UnicodeEncodeError:“ascii”编码解码器不能在第47位中对字符u'\u2019进行编码:序数不在范围(128)

时间:2022-03-21 20:21:36

I am using Python 2.7 and MySQLdb 1.2.3. I tried everything I found on * and other forums to handle encoding errors my script is throwing. My script reads data from all tables in a source MySQL DB, writes them in a python StringIO.StringIO object, and then loads that data from StringIO object to Postgres database (which apparently is in UTF-8 encoding format. I found this by looking into Properties--Definition of database in pgadmin) using psycopg2 library's copy_from command.

我使用的是Python 2.7和MySQLdb 1.2.3。我尝试了所有在*和其他论坛上找到的处理我的脚本正在抛出的编码错误的论坛。我的脚本从源MySQL DB中的所有表读取数据,并在python StringIO中写入它们。StringIO对象,然后将数据从StringIO对象加载到Postgres数据库(显然是UTF-8编码格式)。通过使用psycopg2库的copy_from命令,通过查看pgadmin中的数据库的属性,我发现了这一点。

I found out that my source MySQL database has some tables in latin1_swedish_ci encoding while others in utf_8 encoding format (Found this from TABLE_COLLATION in information_schema.tables).

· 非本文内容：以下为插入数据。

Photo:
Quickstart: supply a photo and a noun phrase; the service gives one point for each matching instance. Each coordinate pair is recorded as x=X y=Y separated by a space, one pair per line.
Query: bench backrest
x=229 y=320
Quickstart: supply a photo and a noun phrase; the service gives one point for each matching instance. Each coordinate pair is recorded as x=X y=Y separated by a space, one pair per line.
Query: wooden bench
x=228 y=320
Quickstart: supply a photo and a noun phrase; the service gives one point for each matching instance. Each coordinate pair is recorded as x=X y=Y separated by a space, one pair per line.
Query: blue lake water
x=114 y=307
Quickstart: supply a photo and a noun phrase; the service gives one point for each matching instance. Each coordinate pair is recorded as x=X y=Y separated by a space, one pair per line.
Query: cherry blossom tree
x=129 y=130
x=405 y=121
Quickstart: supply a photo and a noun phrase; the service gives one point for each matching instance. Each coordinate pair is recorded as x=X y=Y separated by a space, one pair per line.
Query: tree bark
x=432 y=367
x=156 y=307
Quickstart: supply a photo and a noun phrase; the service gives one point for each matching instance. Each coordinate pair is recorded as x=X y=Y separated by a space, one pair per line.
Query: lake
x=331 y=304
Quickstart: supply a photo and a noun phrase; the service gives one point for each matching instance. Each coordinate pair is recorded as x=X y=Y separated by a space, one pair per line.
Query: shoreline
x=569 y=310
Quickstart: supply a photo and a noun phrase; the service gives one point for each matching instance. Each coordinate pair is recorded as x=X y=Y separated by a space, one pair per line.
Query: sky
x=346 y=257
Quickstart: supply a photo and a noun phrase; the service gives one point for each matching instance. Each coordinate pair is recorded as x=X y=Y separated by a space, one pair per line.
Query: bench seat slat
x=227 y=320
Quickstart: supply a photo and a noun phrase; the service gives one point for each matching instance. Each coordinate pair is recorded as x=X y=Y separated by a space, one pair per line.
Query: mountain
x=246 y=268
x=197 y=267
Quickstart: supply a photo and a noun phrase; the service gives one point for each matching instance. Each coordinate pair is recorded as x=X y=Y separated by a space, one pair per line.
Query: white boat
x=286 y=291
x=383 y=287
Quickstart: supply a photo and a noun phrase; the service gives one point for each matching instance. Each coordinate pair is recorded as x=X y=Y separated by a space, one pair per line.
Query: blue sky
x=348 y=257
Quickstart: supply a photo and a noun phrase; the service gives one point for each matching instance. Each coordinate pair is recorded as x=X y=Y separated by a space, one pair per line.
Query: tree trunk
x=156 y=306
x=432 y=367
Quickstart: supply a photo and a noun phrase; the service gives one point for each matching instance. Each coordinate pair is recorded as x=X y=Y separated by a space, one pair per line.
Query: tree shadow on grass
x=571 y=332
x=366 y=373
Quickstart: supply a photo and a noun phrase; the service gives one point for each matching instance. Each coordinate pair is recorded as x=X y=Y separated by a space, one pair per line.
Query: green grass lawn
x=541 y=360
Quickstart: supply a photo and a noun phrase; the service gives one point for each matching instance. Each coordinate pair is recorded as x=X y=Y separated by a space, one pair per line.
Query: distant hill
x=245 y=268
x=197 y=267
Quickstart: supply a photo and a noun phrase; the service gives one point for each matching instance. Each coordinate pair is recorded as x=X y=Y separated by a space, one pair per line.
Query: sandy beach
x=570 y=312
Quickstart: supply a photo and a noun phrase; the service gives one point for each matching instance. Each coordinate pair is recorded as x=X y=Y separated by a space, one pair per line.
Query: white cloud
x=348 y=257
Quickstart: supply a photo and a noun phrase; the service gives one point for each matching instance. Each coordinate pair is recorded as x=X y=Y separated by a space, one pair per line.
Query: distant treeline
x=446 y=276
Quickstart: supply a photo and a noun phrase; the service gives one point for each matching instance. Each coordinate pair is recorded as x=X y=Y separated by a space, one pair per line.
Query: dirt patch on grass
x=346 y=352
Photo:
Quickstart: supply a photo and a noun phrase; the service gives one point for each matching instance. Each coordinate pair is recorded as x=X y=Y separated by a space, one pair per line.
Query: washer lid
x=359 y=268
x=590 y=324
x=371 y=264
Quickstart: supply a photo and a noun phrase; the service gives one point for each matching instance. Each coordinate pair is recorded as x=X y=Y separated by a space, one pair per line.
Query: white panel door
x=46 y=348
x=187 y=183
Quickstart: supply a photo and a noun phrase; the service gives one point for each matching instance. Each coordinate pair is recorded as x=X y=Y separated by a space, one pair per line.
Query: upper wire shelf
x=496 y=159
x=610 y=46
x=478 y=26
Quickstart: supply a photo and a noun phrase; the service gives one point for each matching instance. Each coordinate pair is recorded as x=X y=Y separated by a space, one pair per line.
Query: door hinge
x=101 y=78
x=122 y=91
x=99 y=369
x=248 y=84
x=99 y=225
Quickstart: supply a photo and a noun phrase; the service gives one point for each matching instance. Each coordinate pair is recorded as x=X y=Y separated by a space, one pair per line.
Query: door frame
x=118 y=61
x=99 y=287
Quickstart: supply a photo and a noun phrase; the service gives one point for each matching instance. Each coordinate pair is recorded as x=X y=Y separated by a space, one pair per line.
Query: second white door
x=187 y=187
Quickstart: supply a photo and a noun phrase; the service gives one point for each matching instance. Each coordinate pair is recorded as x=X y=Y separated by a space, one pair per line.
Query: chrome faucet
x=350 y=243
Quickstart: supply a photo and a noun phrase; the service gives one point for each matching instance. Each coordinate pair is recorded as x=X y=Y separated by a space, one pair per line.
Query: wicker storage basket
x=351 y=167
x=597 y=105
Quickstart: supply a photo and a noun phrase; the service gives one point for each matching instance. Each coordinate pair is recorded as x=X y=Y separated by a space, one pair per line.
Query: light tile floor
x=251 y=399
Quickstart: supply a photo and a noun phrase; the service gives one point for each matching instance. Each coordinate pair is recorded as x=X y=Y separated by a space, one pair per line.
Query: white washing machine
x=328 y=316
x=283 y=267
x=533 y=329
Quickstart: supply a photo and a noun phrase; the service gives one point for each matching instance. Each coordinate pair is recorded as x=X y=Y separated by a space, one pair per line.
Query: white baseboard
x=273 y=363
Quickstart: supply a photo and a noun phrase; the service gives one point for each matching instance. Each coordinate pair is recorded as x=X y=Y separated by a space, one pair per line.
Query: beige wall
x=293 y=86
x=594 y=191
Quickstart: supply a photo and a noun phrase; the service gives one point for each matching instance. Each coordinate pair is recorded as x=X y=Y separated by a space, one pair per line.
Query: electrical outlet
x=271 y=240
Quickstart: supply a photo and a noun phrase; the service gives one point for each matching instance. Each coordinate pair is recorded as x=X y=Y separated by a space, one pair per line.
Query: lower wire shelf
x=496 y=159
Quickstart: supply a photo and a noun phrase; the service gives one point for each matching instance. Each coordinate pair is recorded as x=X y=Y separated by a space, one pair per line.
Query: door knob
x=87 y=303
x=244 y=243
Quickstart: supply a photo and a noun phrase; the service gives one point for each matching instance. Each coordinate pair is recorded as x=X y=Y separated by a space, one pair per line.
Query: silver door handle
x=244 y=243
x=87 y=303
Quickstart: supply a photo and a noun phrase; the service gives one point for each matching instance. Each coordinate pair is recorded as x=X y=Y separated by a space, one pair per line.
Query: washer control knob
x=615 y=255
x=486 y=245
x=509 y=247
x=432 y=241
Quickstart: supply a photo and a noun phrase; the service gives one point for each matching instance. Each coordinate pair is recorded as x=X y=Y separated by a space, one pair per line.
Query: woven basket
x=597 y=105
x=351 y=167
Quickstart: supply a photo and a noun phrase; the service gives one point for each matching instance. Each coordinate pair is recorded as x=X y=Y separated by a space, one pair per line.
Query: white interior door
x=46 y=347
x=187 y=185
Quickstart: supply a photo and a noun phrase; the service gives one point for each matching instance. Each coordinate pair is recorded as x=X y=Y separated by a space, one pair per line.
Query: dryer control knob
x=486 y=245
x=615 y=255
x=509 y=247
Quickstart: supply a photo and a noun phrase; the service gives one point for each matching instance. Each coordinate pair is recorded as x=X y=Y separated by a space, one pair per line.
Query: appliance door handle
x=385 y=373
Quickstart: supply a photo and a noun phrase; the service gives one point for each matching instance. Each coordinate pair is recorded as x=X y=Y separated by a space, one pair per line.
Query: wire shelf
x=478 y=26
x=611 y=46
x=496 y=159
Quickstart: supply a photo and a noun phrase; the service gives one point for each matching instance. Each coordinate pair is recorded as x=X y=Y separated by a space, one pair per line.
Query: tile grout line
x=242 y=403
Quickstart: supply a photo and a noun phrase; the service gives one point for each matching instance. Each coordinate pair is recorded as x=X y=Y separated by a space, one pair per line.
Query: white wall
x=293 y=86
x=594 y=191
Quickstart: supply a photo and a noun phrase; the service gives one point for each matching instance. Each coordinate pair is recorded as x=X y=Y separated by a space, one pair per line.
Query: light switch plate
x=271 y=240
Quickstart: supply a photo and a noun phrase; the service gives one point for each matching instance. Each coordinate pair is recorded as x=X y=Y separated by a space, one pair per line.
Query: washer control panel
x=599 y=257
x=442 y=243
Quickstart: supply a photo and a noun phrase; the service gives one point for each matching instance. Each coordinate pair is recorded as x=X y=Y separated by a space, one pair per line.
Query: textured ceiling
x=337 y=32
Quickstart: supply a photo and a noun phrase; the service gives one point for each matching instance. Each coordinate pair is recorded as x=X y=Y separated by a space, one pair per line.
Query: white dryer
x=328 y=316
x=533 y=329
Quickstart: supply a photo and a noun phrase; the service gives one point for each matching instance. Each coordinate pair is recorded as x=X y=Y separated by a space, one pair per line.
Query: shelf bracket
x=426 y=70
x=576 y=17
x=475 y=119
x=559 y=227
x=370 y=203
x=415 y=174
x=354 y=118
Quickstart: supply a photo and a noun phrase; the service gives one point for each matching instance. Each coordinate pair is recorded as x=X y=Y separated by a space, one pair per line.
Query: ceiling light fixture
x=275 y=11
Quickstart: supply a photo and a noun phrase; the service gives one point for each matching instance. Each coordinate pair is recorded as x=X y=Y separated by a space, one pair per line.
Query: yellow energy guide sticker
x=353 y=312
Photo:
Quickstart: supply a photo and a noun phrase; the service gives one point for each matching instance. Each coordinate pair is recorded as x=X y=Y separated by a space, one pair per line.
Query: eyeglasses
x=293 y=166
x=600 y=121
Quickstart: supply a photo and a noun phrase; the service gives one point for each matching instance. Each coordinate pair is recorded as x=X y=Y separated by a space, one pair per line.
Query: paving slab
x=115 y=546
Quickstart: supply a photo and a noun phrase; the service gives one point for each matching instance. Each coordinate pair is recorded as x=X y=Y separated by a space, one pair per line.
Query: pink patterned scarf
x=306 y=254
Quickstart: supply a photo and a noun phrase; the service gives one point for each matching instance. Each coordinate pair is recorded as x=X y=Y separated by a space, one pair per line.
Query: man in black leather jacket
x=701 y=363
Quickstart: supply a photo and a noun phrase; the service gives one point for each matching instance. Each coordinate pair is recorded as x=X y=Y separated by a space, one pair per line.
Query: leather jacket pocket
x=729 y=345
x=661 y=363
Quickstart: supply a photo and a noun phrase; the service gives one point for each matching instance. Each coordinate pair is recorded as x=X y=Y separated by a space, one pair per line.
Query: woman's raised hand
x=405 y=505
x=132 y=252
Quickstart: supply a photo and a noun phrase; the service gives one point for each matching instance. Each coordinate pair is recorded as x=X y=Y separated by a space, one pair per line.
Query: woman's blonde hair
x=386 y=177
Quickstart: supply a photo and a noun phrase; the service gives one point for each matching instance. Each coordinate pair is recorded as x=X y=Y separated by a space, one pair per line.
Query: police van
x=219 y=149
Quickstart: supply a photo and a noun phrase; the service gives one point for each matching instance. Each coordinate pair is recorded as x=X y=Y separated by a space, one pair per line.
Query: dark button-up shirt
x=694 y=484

我发现我的源MySQL数据库在latin1_swedish_ci编码中有一些表,而在utf_8编码格式中有一些表(在information_schema.tables中从TABLE_COLLATION中找到这个表)。

I wrote all this code on the top of my Python script based on my research on the internet.

我在我的Python脚本的顶部写了所有这些代码,这是基于我在互联网上的研究。

db_conn = MySQLdb.connect(host=host,user=user,passwd=passwd,db=db, charset="utf8", init_command='SET NAMES UTF8' ,use_unicode=True) 
db_conn.set_character_set('utf8') 
db_conn_cursor = db_conn.cursor()
db_conn_cursor.execute('SET NAMES utf8;')
db_conn_cursor.execute('SET CHARACTER SET utf8;')
db_conn_cursor.execute('SET character_set_connection=utf8;')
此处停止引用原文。